Holidays and Holy Days

Holy Thursday: What It Means Today

Lent is over and now we begin to celebrate these three most sacred days that commemorate the center of our Christian faith. Paying homage to our Jewish roots, we begin after sunset “on the night before he died,” and keep a modified vigil. Tomorrow, we will lift high the cross. On Saturday & Sunday, we will light the Easter flame, discover anew the empty tomb, and proclaim for ourselves and for the world that he is not among the dead, but here, with the living.

For this reason, it is important that we not get distracted today by some of Holy Thursday’s evocative traditions. Some still dwell on the ordained priesthood. Others focus on the solemn procession and adoration of the Blessed Sacrament.
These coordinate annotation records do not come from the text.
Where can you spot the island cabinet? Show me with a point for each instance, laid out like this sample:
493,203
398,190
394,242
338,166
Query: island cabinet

Still others spotlight the moving ritual of the washing of the feet.

However, as inspiring as these may be, none are the heart of the first of the Sacred Triduum celebrations during the three days that lead up to Easter. For this, we turn to today’s appointed scripture readings that, each in its own way, draws us to the irremovable, yet not gentle, core of these days:

The first reading from Exodus confronts us with the “blood of the lambs and the guts of the Egyptians” as the price for the Jews’ Passover liberation from slavery in Egypt.

Paul’s letter taught the Corinthian Christians and reminds us: “that when we share this meal, we proclaim his death.”

And in a more euphemistic and elegant way the evangelist John informs us of Good Friday’s agonizing crucifixion by announcing “this is the hour for Jesus to pass to the Father.

Grace: Not Cheap or Easy

As we look for contemporary analogies for this meal, we best look past a celebratory farewell meal for a retiring friend and rather to the more ominous last prison meal of the condemned man on death row. Let not the fine vestments and refined music of mass on Holy Thursday mask the harsh reality that this day signals. We are not on the eve of cheap or easy grace – then or now. Our focus is no longer the animal lambs of the Passover, but rather riveted on the human Lamb of God, Jesus, whose blood will be poured out for the salvation of the world.

As uninviting and unseemly as this path of salvation may be, could there be a more relevant way of salvation for our age? This Sacred Triduum cannot be isolated from the sufferings of our contemporary world – both global and personal. The first century cross of Jesus Christ, which we commemorate in the unbloody sacrifice of the Mass, is relived in the painful and, too often, bloody sacrifices of millions in the 21st century.  

Bloody Crosses around Us

Then, in one small Roman province, it was the conspiracy between the religious Jewish leadership, the political Roman surrogates and an insider confidential informer named Judas that killed the innocent Lamb of God. Now, across the globe, conspiracies between political and religious leaders kill, ostracize and bully those of all faiths, in many nations, in self-righteous attempts at self-preservation, religious rationalization, and perpetuating inequalities of power and wealth.

On personal levels, we need only mention a few categories – work & career, relationships, health, retirement, finances. Each of us can populate these with firsthand experiences of the cross of Jesus being lived out in very personal and sometimes private ways in countless lives.  

Our world does not permit us to ignore the global and personal crosses around us. Our faith requires that we proclaim the cross of Jesus as a saving cross that leads to the transformation of new life on Easter Sunday. This is the fullness and fulfillment of these sacred days.

Lens to Understand Contemporary Events

We fittingly begin this Sacred Triduum with the Eucharist, the ceremony of consecrating and consuming bread and wine to commemorate the Last Supper, because this night marks Jesus’ handing over to us the great gift that makes him and his salvation present to believers until he comes again.

The beautiful rituals and music of this season call us to enter into the mysteries of our faith not just inside churches but as they intersect outside those walls and within our lives and those of our neighbors. These celebrations are not ends in themselves, but rather are the lens to better understand contemporary events, globally and personally. They provide the inspiration and grace to better bring the saving cross of Jesus and the transforming power of the resurrection to our world.  

Today’s celebration of the Lord’s Supper begins and leads into the remainder of this Sacred Triduum season that culminates with the victory of Easter. Now, as in the beginning, let us recommit to recognizing the crucified one as the risen Lord.